Brand-building through effective cross-channel communications strategies
by Christine Mauro
It was the perfect storm of poor communications as I sat in the airport waiting for my flight which had been delayed due to weather. At any given moment, I received information from at least five different sources: text alerts, the flight status board, verbal announcements, the airline website and other passengers waiting for the flight.
None of these communication channels provided the same information.
This made it impossible to determine what information was accurate or most up-to-date. After two hours of waiting, the board posted "CANCELLED," with no verbal confirmation or direction as to what steps to take next. Frustrated by the long line to speak to an agent, I turned to the airline website which directed me to call a customer service agent, which then resulted in a 10-minute wait on hold.
In today's digital world, customers expect accurate updates in real time.

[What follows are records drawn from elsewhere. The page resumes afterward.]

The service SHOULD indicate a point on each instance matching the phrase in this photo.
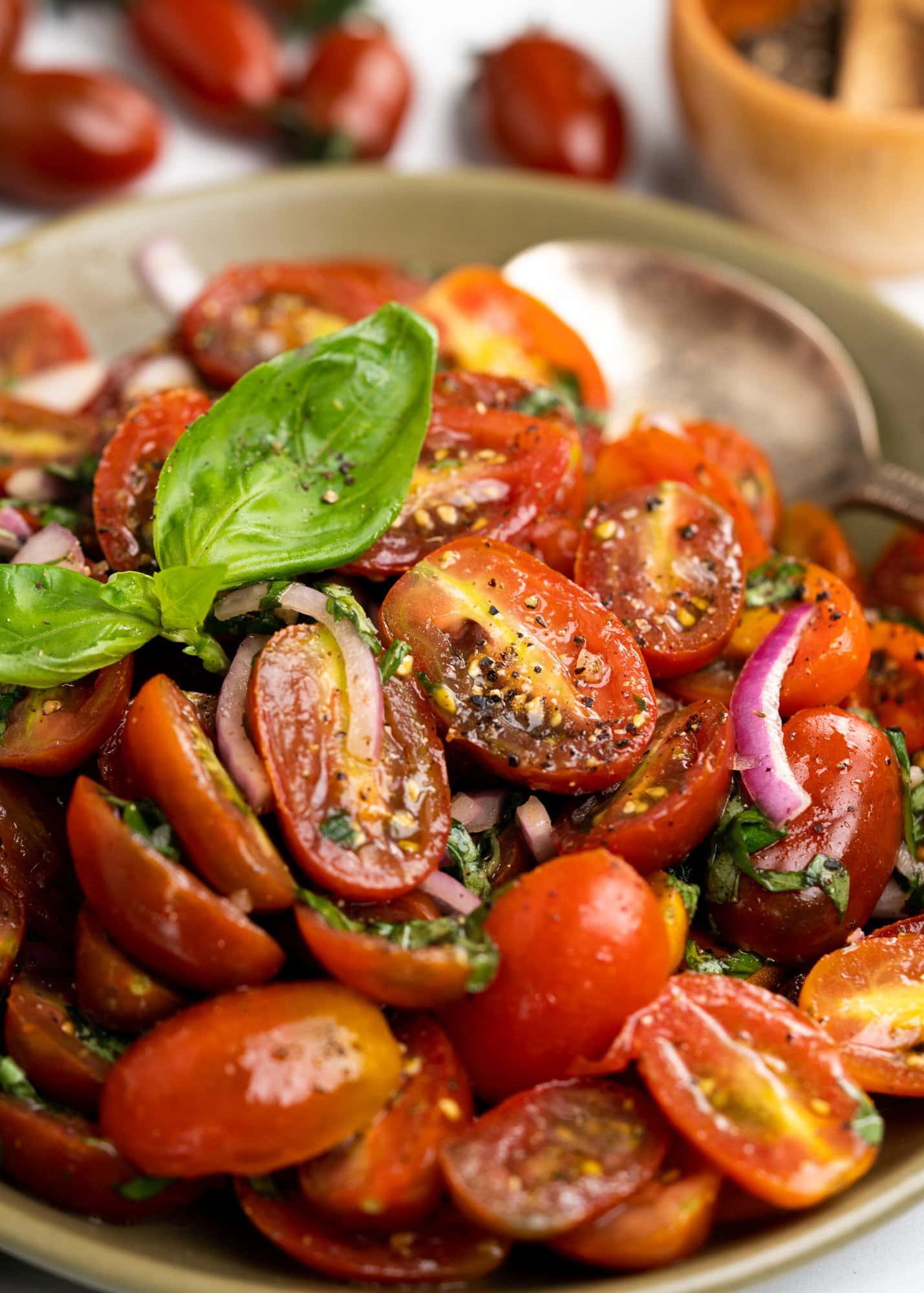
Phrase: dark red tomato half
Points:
(54, 730)
(126, 480)
(72, 136)
(667, 561)
(361, 828)
(549, 107)
(37, 336)
(389, 1177)
(443, 1250)
(671, 802)
(524, 670)
(555, 1157)
(252, 314)
(849, 770)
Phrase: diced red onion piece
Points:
(169, 275)
(758, 729)
(535, 823)
(449, 894)
(364, 682)
(479, 810)
(235, 747)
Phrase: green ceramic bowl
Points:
(83, 262)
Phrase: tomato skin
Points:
(358, 87)
(111, 988)
(252, 1082)
(126, 479)
(871, 1005)
(702, 1052)
(443, 1250)
(72, 136)
(156, 910)
(855, 815)
(298, 677)
(390, 1177)
(533, 623)
(552, 108)
(611, 957)
(220, 55)
(522, 1168)
(37, 336)
(173, 761)
(689, 765)
(667, 561)
(51, 744)
(314, 298)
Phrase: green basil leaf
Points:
(307, 460)
(59, 625)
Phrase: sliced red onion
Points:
(63, 389)
(479, 810)
(54, 545)
(758, 729)
(449, 894)
(533, 820)
(235, 747)
(364, 682)
(170, 276)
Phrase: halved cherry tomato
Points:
(65, 1160)
(390, 1176)
(897, 580)
(250, 314)
(252, 1082)
(156, 910)
(72, 136)
(174, 762)
(113, 990)
(849, 770)
(549, 107)
(550, 1159)
(896, 679)
(443, 1250)
(747, 466)
(810, 533)
(354, 95)
(363, 829)
(667, 561)
(526, 672)
(34, 864)
(672, 800)
(755, 1087)
(491, 473)
(487, 325)
(870, 1000)
(650, 454)
(663, 1223)
(37, 336)
(126, 480)
(43, 1035)
(583, 945)
(220, 55)
(54, 730)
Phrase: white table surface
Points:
(442, 41)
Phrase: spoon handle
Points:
(892, 489)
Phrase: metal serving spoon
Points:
(690, 337)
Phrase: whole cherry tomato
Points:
(849, 770)
(220, 55)
(354, 96)
(252, 1082)
(550, 108)
(583, 945)
(70, 136)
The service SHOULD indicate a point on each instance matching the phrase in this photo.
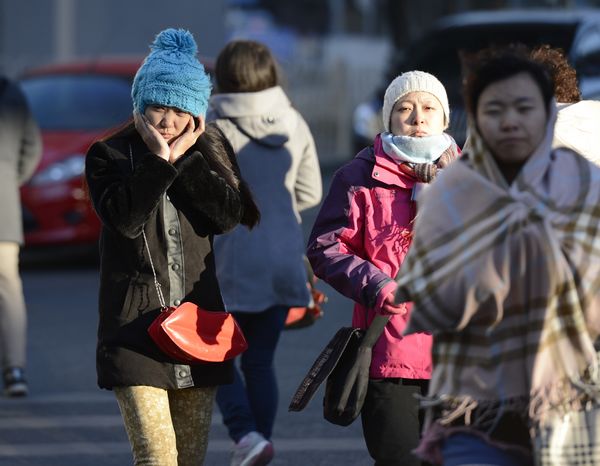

It's considered a failed customer experience when that doesn't happen. Companies need to have a cross-channel strategy with the technology in place to support it. As a result, customers will be satisfied with timely and accurate data when a problem arises.
Because most customers have a channel preference for receiving information, it's important to provide various options for accessing information. Today customers can choose to receive information via e-mail and online message boards—and many keep themselves informed with text alerts sent to their mobile devices. Still, some customers prefer the person-to-person interaction with customer service representatives. While it is important to provide a variety of channels to consume information, ensuring that all communication is aligned and that each channel is equipped to handle distribution is critical. The information posted to an online message board should be the same information communicated by employees both in-person and at call centers. Additionally, if an organization is driving customers to the call center from the web, the call centers should have the bandwidth to take on the volume of inbound calls along with the right information to resolve customer issues.
Taking this a step further, VIP customers or those participating in loyalty programs may expect special treatment, such as a dedicated phone number or expert agent for "members only." Although all customers are valued—and it's important to provide the best customer service—rewarding customers for their loyalty can be extremely beneficial.
So while many companies are concentrating on cross-channel marketing, maybe the big picture strategy should address how to consistently deliver on the brand promise even in the midst of a crisis. Organizations may build better relationships with customers when they most effectively deal with their problems through clear and consistent communications rather than selling them more "stuff."
Christine Mauro is a strategy director in simplification for the Siegel+Gale New York office.